En cambio, el mencionado tragó saliva y su garganta se destrozó. Las palabras se le ahogaron en el llanto acumulado y en lugar de escuchar su voz, el silenció le arrancó la vida a sus oídos.

Ella seguía postrada bajo esas sabanas blancas. Su piel había perdido el brillo de antes, y el deseo de volver a ver el castaño oscuro de sus ojos, enloqueció con el de volver a escuchar su voz y risa.

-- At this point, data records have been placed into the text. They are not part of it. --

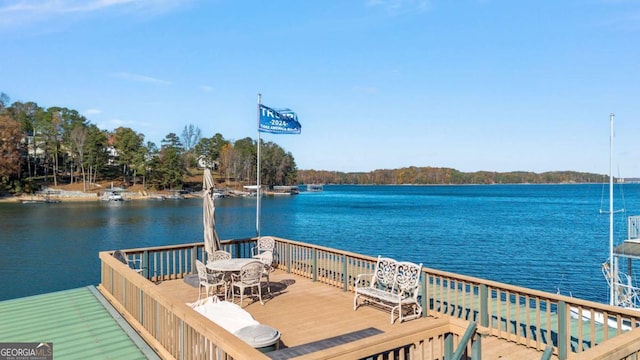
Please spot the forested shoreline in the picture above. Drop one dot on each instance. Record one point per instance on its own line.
(445, 176)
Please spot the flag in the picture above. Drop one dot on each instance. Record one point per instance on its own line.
(282, 121)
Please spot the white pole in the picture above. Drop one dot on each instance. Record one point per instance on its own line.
(614, 271)
(258, 173)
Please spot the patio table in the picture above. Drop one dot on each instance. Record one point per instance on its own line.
(229, 265)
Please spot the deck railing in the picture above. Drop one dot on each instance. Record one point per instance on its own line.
(529, 317)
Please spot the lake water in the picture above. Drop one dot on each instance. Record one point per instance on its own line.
(538, 236)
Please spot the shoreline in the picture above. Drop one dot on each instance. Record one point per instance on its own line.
(70, 198)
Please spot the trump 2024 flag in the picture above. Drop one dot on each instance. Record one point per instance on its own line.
(282, 121)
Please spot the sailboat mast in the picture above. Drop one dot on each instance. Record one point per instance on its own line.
(614, 272)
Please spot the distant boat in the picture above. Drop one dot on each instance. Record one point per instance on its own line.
(112, 195)
(284, 190)
(175, 195)
(624, 291)
(315, 187)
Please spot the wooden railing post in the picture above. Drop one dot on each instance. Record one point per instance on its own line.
(448, 345)
(476, 347)
(484, 305)
(314, 265)
(144, 264)
(345, 276)
(194, 256)
(562, 331)
(288, 258)
(468, 336)
(423, 294)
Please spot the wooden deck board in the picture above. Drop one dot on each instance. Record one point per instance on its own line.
(306, 312)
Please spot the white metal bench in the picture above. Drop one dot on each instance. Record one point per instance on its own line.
(393, 284)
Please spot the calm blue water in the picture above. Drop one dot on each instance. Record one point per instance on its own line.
(539, 236)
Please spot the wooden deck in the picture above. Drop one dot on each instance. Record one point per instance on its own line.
(306, 312)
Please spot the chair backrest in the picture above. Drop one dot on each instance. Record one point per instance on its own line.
(267, 258)
(251, 273)
(266, 243)
(202, 271)
(220, 255)
(384, 273)
(408, 278)
(121, 256)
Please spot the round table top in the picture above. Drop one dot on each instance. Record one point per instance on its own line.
(234, 264)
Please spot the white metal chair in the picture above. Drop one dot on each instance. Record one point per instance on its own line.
(267, 259)
(249, 277)
(135, 264)
(219, 255)
(209, 280)
(265, 243)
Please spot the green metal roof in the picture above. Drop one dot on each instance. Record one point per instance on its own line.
(80, 323)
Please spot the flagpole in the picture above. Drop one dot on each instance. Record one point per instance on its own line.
(258, 173)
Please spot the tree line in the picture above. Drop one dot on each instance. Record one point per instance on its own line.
(436, 175)
(58, 145)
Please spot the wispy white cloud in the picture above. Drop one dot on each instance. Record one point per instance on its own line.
(23, 12)
(399, 7)
(365, 89)
(139, 78)
(92, 112)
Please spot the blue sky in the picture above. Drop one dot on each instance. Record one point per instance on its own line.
(495, 85)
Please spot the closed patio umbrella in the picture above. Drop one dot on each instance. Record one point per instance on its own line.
(211, 240)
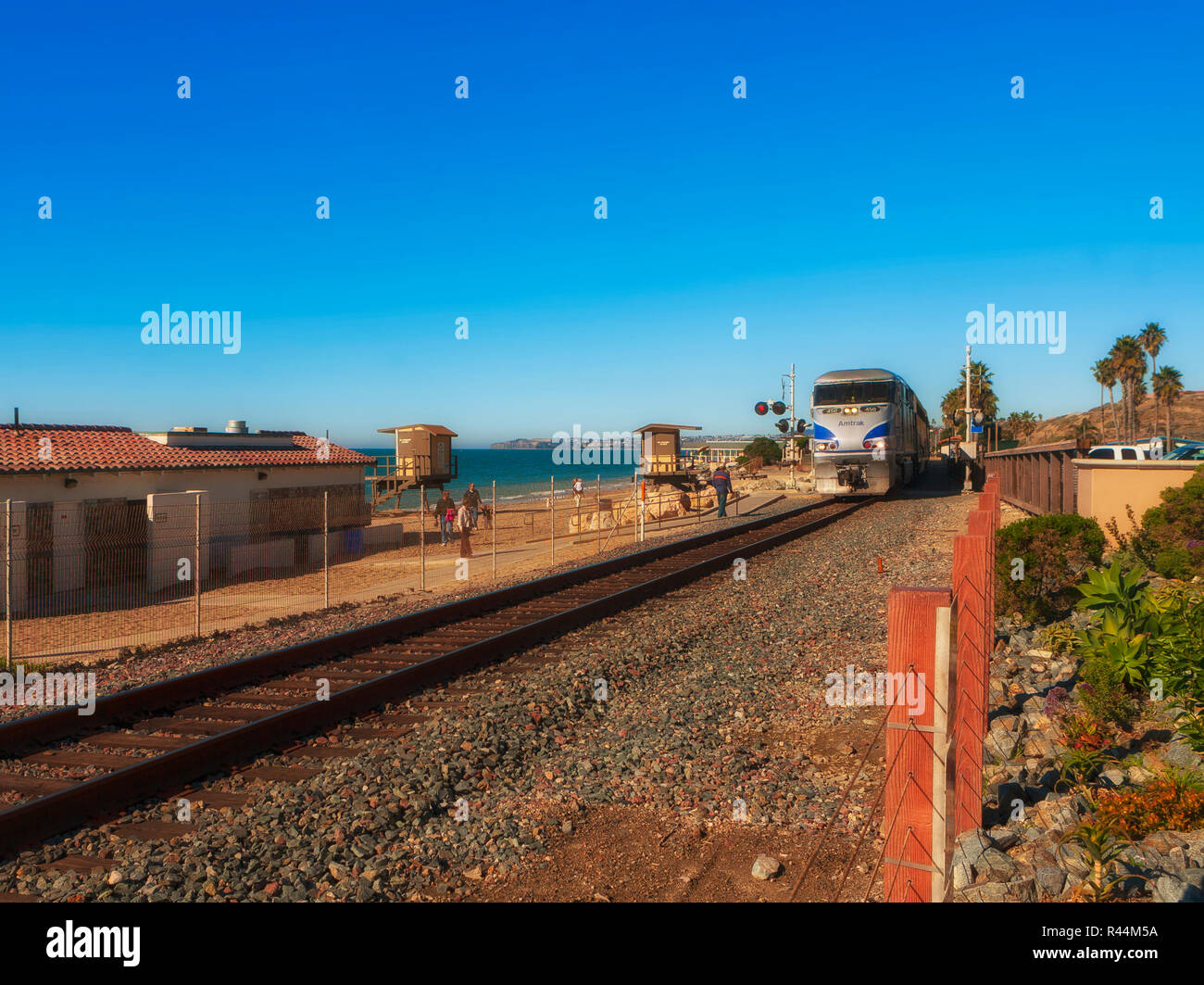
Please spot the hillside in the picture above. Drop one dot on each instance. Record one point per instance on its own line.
(1187, 418)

Fu difícil acostumbrarse a su falta, pero lo había logrado, tanto como para en ese momento llevarse las manos a las bolsas de sus pantalones, quitarse la venda de sus ojos y formar una expresión de desprecio y repudio totalmente falsa, como si quisiera ocultar su rostro lleno de dolor y tristeza.

—Ah, qué floja que eres —le dijo, y en respuesta una maquila resonó. Estaba dormida, pero Satoru también estaba seguro de que lo estaba escuchando—. ¿Por qué no te despiertas? Como sea, me acordé que sigues aquí así que pase solo para ver cómo van las cosas...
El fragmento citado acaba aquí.